Spring Divide RAM usage by 5 for ResultSets from ColumnMapRowMapper

In our application, we heavily use procedures returning cursors/ResultSets. We found a big unjustified RAM usage causing problems in production.

It is caused by ColumnMapRowMapper: mapOfColumnValues is a LinkedCaseInsensitiveMap. The LinkedCaseInsensitiveMap of each row has a caseInsensitiveKeys map whose keys are key.toLowerCase(getLocale()). Here lies the problem: for each data row, all the column names are duplicated (lower-cased) in memory.

This is huge: we often go OutOfMemoryError in exports, or when a lot of concurrent users are reading ResultSets at the same time.

We found we could divide RAM by a factor of about 2,2 in our case, by just avoiding all these duplicate Strings.
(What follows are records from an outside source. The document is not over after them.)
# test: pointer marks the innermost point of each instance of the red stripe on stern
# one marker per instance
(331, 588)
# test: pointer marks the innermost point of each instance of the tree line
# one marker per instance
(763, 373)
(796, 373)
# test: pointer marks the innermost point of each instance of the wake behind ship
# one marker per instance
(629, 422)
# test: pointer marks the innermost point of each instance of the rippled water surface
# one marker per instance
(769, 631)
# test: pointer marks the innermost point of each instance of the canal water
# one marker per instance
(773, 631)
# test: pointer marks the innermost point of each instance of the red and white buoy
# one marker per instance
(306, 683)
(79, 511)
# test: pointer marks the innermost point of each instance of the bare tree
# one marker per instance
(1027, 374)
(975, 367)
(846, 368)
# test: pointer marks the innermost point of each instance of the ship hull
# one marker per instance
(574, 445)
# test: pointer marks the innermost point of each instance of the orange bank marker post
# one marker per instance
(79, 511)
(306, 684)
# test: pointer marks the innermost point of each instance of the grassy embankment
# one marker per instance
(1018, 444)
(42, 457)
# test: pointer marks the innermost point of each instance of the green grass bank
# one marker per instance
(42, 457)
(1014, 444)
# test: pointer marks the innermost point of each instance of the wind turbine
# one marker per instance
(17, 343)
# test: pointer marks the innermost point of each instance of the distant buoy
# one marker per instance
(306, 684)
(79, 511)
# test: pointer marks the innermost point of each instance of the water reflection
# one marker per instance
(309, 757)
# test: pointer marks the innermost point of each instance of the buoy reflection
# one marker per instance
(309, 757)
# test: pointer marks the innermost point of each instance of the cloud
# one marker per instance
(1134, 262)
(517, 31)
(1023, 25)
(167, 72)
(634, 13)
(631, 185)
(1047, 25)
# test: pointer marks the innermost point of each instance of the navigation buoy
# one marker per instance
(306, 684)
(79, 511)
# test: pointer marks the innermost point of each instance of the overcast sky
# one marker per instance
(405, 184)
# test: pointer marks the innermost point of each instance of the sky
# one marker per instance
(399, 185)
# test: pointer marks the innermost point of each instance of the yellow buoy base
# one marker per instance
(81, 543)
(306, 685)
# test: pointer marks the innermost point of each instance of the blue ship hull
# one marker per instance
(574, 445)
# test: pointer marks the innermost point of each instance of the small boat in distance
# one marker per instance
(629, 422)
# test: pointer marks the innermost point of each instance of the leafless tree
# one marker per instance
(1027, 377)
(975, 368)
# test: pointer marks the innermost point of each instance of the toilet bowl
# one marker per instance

And to go further, each mapped row has an HashMap. Out of curiosity, we replaced the HashMap with a simple Object[], using the LinkedCaseInsensitiveMap as a Map. Here again, we gained an additional factor of about 2,2 in RAM urage.

By using both optimizations, we have divided by about 5 the RAM usage of ResultSet mapped by Spring. This is a huge benefit for our users, experiencing no OutOfMemory anymore, and able to do more work in parallel. We think this solution is optimal: there is no more optimization that could be done do reduce memory further (while keeping the code readable and decoupled).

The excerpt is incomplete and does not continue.